EZoni commented 4 years ago

@RevathiJambunathan Did you mention that by changing the input parameter warpx.load_balance_int in the input file Examples/Tests/reduced_diags/inputs_loadbalancecosts from warpx.load_balance_int=2 to warpx.load_balance_int=1 you get segfault after 1 iteration instead of 3? I don't observe the same behavior at the moment: if warpx.load_balance_int=1, I still get segfault after the third step. Did I maybe misunderstand what you are observing?

MaxThevenet commented 4 years ago

@EZoni the segfault probably occurs at the first dump iteration after a LB iteration. I think @RevathiJambunathan and @WeiqunZhang identified the bug, with @mrowan137's help @RevathiJambunathan is currently working on a fix.

RevathiJambunathan commented 4 years ago

@EZoni sorry -- I was not fully clear when I talked about it this morning.

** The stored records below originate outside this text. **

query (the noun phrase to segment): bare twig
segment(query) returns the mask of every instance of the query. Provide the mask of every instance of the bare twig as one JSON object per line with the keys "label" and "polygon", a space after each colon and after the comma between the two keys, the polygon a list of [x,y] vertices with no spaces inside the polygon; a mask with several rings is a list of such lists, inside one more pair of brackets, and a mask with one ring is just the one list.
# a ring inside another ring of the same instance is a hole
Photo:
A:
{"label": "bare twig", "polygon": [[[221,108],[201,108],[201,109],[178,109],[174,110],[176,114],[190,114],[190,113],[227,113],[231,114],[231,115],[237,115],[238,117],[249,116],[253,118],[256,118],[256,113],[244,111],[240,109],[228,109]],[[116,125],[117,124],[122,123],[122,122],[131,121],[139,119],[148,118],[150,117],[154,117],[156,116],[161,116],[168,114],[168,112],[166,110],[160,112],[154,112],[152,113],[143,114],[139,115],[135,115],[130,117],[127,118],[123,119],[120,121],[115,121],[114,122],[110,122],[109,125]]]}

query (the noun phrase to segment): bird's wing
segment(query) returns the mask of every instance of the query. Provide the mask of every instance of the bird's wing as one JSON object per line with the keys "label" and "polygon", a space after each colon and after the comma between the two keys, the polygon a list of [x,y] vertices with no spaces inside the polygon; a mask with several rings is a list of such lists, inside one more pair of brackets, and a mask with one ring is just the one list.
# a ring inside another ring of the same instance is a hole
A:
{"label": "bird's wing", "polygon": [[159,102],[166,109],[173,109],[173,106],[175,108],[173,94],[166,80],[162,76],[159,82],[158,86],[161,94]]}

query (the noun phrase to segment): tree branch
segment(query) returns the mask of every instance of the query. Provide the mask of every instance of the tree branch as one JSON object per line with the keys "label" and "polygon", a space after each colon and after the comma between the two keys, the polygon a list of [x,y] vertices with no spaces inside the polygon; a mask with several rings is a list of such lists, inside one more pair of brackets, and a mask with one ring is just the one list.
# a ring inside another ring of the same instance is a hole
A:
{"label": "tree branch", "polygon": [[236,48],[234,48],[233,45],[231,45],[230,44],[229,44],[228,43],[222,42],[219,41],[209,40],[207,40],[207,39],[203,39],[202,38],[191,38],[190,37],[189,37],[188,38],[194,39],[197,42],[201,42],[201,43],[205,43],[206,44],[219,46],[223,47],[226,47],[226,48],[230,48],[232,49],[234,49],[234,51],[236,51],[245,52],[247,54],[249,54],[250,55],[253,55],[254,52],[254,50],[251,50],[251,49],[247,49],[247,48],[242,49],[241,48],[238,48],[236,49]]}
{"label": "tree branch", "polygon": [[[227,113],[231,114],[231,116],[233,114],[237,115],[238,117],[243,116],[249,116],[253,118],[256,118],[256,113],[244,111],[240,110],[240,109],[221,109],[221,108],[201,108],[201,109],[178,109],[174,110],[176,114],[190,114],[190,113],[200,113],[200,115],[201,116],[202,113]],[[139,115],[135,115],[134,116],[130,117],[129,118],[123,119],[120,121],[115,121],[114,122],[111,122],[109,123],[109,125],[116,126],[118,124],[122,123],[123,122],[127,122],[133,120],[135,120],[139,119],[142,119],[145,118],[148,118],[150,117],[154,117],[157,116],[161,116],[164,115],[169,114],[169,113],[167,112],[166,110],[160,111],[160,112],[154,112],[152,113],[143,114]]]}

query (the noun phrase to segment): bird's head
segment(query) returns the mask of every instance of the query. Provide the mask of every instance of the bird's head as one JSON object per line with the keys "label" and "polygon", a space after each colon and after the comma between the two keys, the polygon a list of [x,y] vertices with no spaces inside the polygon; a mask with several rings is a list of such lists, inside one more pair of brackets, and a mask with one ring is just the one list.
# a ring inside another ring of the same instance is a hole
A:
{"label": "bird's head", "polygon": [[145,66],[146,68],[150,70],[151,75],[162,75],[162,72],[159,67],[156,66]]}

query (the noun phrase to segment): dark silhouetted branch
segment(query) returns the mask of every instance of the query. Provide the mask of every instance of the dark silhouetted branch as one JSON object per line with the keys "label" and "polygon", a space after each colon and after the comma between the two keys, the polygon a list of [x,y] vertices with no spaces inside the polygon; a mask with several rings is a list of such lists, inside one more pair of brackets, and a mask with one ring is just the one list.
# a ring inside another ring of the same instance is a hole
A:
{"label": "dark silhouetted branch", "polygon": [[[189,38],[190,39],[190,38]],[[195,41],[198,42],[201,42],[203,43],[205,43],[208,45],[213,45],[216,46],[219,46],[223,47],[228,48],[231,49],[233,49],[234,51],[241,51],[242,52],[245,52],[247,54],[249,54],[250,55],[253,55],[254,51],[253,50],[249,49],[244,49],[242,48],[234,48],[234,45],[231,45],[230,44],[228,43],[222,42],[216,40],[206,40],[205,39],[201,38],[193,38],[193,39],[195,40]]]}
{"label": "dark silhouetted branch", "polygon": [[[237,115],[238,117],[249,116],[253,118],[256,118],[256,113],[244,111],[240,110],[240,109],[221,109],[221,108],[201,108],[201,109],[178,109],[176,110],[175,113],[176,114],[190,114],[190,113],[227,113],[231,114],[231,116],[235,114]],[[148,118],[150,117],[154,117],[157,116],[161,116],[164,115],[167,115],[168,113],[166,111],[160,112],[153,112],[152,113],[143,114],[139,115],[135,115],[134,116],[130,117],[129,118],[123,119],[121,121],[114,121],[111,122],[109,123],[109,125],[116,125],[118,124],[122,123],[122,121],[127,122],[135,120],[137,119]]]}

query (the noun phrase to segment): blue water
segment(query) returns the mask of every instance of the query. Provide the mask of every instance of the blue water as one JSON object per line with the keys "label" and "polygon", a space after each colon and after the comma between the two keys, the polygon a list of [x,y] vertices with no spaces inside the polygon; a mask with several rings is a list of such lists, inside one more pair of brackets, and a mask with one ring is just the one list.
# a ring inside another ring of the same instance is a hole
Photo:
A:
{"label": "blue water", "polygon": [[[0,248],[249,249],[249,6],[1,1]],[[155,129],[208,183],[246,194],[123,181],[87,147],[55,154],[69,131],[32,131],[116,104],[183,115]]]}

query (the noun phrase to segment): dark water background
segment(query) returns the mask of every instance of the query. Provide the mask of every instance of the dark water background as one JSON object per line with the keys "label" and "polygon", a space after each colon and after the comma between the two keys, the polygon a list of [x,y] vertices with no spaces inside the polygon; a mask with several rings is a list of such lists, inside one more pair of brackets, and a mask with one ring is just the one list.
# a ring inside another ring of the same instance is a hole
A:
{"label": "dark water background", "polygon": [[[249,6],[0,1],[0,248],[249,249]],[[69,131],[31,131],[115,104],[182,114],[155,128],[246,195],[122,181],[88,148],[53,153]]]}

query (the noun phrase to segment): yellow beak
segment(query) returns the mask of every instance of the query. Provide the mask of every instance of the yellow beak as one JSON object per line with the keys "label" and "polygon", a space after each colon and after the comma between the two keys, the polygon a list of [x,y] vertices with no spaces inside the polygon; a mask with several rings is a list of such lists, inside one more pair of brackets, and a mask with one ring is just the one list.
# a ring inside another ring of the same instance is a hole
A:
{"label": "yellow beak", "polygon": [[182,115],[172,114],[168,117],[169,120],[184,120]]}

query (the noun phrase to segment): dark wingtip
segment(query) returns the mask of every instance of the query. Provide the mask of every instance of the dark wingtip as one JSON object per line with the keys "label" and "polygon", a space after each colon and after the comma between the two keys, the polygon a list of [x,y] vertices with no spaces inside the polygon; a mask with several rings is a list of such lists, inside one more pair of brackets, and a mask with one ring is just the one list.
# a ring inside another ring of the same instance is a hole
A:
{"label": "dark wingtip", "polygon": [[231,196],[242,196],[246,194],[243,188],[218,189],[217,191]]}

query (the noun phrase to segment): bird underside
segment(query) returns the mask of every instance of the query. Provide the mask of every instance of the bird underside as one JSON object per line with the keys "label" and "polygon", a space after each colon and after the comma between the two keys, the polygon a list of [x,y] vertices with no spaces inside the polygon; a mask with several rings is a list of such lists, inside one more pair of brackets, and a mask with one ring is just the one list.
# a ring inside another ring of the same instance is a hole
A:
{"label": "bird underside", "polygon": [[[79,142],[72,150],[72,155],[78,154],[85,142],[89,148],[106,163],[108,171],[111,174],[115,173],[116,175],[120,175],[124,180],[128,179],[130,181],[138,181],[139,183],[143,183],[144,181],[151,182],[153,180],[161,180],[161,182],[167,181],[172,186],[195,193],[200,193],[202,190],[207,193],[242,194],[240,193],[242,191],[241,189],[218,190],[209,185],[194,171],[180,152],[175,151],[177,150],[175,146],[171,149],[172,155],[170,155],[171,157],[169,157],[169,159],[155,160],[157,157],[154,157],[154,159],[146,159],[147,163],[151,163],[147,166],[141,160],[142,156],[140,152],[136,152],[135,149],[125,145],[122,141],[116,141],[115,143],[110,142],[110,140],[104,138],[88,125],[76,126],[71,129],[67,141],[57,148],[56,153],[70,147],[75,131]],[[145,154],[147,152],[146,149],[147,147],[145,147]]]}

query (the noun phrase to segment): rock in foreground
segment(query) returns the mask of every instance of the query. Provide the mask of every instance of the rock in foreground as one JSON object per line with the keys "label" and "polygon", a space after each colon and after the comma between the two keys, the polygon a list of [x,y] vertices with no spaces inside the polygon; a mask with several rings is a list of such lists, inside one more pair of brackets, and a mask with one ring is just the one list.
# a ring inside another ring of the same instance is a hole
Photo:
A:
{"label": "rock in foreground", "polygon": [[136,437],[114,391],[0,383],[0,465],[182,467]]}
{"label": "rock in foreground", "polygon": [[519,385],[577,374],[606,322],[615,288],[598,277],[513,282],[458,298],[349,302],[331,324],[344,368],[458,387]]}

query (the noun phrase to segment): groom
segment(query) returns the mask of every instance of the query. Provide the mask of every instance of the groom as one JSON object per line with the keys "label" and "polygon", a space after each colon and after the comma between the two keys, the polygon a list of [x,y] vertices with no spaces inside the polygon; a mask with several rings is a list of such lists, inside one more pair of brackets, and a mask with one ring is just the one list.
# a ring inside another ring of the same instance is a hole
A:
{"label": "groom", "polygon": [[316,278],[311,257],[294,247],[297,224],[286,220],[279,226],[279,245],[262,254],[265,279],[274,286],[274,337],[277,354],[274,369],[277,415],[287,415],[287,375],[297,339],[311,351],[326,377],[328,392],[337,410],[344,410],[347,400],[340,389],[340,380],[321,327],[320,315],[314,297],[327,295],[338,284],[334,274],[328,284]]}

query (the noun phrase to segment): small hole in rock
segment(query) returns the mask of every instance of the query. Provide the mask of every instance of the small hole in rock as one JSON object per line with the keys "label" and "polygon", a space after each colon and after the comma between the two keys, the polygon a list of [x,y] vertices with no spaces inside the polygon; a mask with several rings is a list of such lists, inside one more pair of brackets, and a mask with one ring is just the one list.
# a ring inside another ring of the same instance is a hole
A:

I also changed diag.period = 1 and played with load_balance_int=1,2,3,4 to confirm if that was the cause for error.

EZoni commented 4 years ago

This issue was fixed in #943. The test reduced_diags_loadbalancecosts_timers, that was crashing in #933 before the fix in #943 was merged, runs successfully now.